This week, Intel engineers released hotfixes for Active Management Technology (AMT) and Intel Standard Manageability (ISM), addressing a critical vulnerability.
The AMT and ISM bug was one of the most serious issues the company has addressed this month. The vulnerability is tracked as CVE-2020-8758 and scored 9.8 out of 10 points on the CVSS vulnerability rating scale.
If exploited, the issue results in privilege escalation by an unauthenticated attacker. The bug occurs due to incorrect buffer limits in the network subsystem. All versions of Intel AMT and Intel ISM up to 11.8.79, 11.12.79, 11.22.79, 12.0.68 and 14.0.39 are vulnerable to attacks.
“If a customer is using Intel vPro without AMT support, an authenticated user with local access to the system may still be able to escalate privileges,” Intel experts warn.
But in addition to patches to fix the bug in AMT and ISM, the company also released fixes for its other products this month. So, the vulnerability was fixed CVE-2020-0570 in the BIOS firmware for Intel Core 8, 9 and 10th generation processors. The bug scored 7.6 on the CVSS scale and could lead to escalation of privileges, denial of service, or information disclosure, provided the attacker had physical access to the vulnerable system.
Bug fixed in BIOS firmware for 8th Gen Intel Core and Intel Pentium Silver CVE-2020-0571 medium severity, also allowing disclosure.

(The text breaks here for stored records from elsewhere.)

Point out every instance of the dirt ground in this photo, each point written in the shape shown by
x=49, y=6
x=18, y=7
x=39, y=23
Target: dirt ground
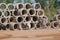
x=39, y=34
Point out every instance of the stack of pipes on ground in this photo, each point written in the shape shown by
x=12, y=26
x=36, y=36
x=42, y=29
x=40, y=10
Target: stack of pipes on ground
x=25, y=17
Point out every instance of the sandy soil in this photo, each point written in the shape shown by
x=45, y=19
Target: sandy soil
x=40, y=34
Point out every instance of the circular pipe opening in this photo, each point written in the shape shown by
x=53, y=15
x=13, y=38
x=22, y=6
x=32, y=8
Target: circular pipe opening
x=32, y=11
x=35, y=18
x=0, y=13
x=6, y=13
x=10, y=7
x=28, y=6
x=16, y=13
x=19, y=19
x=32, y=25
x=2, y=6
x=28, y=18
x=20, y=6
x=24, y=12
x=12, y=19
x=16, y=26
x=37, y=6
x=3, y=20
x=40, y=13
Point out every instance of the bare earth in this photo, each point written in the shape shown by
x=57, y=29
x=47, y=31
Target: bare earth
x=40, y=34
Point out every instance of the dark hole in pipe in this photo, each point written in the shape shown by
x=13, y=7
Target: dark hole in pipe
x=3, y=20
x=20, y=19
x=0, y=13
x=58, y=17
x=24, y=12
x=16, y=26
x=28, y=6
x=37, y=6
x=40, y=13
x=32, y=25
x=16, y=13
x=20, y=6
x=7, y=13
x=31, y=12
x=28, y=18
x=35, y=18
x=12, y=19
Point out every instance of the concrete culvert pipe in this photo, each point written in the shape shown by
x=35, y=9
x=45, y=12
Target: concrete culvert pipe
x=20, y=6
x=3, y=6
x=35, y=18
x=16, y=26
x=19, y=19
x=37, y=6
x=40, y=13
x=7, y=13
x=12, y=19
x=10, y=6
x=16, y=13
x=28, y=18
x=3, y=20
x=28, y=6
x=0, y=13
x=24, y=12
x=31, y=11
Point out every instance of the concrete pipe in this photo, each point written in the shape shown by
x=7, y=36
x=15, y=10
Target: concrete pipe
x=37, y=6
x=20, y=5
x=12, y=19
x=28, y=5
x=24, y=12
x=4, y=20
x=10, y=6
x=3, y=6
x=19, y=19
x=35, y=18
x=17, y=26
x=32, y=12
x=40, y=12
x=28, y=19
x=7, y=13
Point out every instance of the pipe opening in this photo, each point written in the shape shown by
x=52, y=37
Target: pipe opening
x=10, y=7
x=12, y=19
x=20, y=19
x=37, y=6
x=31, y=11
x=3, y=20
x=32, y=25
x=28, y=18
x=35, y=18
x=2, y=6
x=58, y=17
x=24, y=12
x=16, y=26
x=20, y=6
x=6, y=13
x=40, y=13
x=0, y=13
x=28, y=6
x=16, y=13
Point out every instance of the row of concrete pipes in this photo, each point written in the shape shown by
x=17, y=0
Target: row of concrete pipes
x=12, y=6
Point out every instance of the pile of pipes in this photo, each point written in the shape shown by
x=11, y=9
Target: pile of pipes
x=22, y=16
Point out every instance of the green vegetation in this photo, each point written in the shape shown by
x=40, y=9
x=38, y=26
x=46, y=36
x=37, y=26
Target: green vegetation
x=50, y=6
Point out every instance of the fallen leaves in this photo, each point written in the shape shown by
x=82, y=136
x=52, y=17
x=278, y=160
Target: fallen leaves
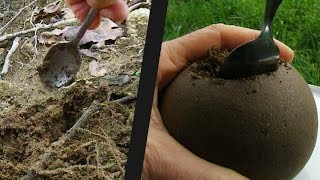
x=49, y=11
x=107, y=31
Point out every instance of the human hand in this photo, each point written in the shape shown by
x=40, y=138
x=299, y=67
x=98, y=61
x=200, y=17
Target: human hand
x=164, y=157
x=116, y=10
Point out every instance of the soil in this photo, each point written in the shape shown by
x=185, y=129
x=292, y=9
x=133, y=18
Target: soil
x=209, y=66
x=32, y=117
x=263, y=127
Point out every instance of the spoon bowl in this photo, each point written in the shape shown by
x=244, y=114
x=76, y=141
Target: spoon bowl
x=258, y=56
x=62, y=61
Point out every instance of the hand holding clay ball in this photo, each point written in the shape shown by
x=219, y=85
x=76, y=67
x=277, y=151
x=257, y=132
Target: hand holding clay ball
x=165, y=157
x=116, y=10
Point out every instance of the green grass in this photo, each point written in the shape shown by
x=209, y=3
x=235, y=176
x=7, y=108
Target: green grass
x=296, y=24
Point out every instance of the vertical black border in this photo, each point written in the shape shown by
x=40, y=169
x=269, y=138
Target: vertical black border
x=146, y=89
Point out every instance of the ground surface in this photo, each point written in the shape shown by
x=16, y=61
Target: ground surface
x=33, y=117
x=296, y=24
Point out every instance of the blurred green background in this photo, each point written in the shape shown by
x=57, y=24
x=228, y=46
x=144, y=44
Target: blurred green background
x=297, y=24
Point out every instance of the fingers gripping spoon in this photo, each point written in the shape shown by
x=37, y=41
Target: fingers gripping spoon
x=258, y=56
x=62, y=61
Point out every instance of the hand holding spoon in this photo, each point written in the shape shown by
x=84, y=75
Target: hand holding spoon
x=258, y=56
x=62, y=61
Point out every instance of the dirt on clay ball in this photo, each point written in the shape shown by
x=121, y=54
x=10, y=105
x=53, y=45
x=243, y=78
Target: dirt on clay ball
x=33, y=118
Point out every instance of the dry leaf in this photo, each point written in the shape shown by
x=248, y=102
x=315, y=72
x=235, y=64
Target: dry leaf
x=49, y=39
x=107, y=30
x=96, y=69
x=67, y=13
x=47, y=12
x=89, y=53
x=117, y=80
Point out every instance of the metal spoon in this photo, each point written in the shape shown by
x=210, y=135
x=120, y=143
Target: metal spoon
x=62, y=61
x=258, y=56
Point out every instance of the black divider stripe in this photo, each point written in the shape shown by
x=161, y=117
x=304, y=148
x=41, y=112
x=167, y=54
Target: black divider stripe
x=146, y=89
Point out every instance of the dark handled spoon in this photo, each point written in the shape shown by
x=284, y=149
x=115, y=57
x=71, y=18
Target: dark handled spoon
x=255, y=57
x=62, y=61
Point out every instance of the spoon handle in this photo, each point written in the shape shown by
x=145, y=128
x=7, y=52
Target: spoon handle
x=84, y=26
x=271, y=9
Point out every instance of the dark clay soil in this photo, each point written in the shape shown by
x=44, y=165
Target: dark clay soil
x=209, y=66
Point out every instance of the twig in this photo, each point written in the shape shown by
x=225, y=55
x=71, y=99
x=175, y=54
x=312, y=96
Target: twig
x=19, y=12
x=60, y=171
x=14, y=47
x=39, y=165
x=125, y=99
x=40, y=27
x=139, y=5
x=109, y=140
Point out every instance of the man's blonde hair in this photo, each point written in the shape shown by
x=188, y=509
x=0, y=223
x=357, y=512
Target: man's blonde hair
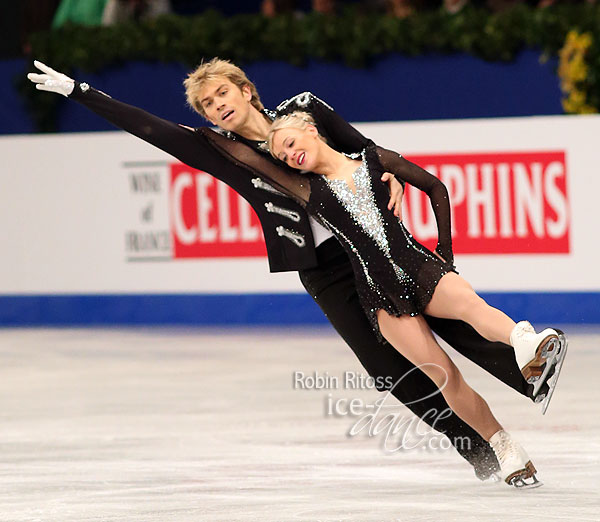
x=295, y=120
x=213, y=70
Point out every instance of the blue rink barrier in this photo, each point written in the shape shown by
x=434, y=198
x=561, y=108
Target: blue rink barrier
x=253, y=309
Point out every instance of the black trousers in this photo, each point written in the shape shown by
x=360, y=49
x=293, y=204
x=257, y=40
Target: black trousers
x=332, y=286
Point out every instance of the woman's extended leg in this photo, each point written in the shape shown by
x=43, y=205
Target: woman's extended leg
x=536, y=354
x=454, y=298
x=412, y=338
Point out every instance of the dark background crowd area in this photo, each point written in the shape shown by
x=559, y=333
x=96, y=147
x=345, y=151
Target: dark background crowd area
x=20, y=18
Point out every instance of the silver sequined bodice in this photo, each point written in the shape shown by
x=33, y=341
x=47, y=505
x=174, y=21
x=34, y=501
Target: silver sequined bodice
x=364, y=210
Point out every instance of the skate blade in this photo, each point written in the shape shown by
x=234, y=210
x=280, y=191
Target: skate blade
x=552, y=360
x=524, y=478
x=558, y=367
x=534, y=370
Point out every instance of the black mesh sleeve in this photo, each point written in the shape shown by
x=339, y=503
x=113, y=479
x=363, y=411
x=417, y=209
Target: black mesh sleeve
x=404, y=170
x=177, y=140
x=339, y=133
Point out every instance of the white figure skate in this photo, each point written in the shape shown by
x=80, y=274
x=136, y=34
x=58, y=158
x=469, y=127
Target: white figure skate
x=535, y=353
x=516, y=468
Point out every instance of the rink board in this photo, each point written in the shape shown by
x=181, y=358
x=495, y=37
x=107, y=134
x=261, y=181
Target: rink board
x=103, y=228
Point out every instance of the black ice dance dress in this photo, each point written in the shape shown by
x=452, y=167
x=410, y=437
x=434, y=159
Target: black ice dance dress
x=393, y=271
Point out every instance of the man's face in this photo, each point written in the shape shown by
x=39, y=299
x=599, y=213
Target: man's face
x=225, y=104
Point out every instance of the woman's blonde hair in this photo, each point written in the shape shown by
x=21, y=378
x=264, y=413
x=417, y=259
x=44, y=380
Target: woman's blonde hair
x=295, y=120
x=213, y=70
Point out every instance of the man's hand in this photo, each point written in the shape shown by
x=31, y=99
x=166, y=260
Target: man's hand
x=396, y=193
x=51, y=80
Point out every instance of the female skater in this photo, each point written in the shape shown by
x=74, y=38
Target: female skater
x=398, y=279
x=216, y=89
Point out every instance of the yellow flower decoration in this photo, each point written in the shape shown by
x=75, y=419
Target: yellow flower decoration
x=573, y=72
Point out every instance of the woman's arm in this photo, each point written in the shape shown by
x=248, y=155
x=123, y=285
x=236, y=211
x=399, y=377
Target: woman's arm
x=438, y=194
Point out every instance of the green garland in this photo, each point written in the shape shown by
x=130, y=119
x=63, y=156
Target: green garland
x=351, y=37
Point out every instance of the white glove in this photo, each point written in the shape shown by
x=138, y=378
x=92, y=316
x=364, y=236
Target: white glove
x=51, y=81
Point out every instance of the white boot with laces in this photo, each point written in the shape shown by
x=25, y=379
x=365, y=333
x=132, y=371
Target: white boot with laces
x=516, y=468
x=535, y=353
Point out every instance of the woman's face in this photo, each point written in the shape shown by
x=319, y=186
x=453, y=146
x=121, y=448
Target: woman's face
x=298, y=148
x=225, y=104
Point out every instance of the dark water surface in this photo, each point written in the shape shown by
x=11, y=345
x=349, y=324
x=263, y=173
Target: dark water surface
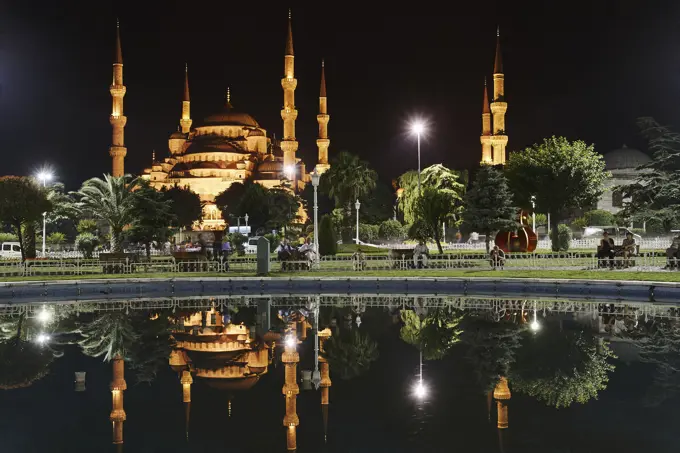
x=374, y=409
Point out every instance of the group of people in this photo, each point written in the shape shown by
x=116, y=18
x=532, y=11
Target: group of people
x=607, y=250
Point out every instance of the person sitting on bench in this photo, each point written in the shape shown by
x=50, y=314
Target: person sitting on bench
x=497, y=257
x=629, y=248
x=605, y=251
x=673, y=252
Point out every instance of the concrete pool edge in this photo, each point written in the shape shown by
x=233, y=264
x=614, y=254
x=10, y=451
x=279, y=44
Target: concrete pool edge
x=177, y=287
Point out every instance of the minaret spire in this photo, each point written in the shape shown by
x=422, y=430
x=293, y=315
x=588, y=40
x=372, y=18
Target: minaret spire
x=289, y=144
x=185, y=121
x=499, y=106
x=322, y=118
x=117, y=150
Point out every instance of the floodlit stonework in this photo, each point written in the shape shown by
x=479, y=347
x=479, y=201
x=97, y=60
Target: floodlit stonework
x=226, y=147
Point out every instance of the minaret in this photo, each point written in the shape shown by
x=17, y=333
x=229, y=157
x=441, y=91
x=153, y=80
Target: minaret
x=185, y=121
x=117, y=119
x=290, y=359
x=186, y=380
x=323, y=117
x=118, y=386
x=502, y=394
x=289, y=144
x=499, y=106
x=486, y=138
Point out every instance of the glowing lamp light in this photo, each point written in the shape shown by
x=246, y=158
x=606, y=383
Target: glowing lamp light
x=44, y=316
x=419, y=390
x=291, y=341
x=417, y=127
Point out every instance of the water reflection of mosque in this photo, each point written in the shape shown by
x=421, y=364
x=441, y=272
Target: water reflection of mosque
x=232, y=358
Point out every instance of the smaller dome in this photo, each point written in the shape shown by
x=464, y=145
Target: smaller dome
x=625, y=159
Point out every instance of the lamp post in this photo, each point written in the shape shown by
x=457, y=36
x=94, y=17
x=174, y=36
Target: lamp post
x=418, y=128
x=44, y=176
x=316, y=177
x=357, y=205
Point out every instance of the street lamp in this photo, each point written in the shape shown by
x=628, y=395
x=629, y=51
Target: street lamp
x=44, y=176
x=357, y=205
x=316, y=177
x=418, y=127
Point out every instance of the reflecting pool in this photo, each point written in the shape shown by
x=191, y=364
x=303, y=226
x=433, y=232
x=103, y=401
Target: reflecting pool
x=340, y=374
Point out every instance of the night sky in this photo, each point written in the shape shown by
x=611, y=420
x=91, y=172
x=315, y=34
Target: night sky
x=571, y=69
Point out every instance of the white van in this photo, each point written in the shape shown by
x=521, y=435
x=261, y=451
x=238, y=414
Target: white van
x=10, y=250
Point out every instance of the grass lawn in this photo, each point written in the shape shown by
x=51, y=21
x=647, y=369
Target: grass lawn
x=462, y=273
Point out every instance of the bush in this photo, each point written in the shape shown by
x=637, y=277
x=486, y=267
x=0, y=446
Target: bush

There were also released fixes for three other medium severity bugs affecting 8th, 9th and 10th Gen Intel Core and Celeron 4000/5000 /. The vulnerabilities could lead to elevation of privilege or denial of service (CVE-2020-8672 and CVE-2019-14557) and information disclosure (CVE-2020-8671).
In addition, Intel has fixed a bug CVE-2020-12302 in Intel Driver & Support Assistant, which could lead to local escalation of privileges. Version 126.96.36.199 or later fixes the issue.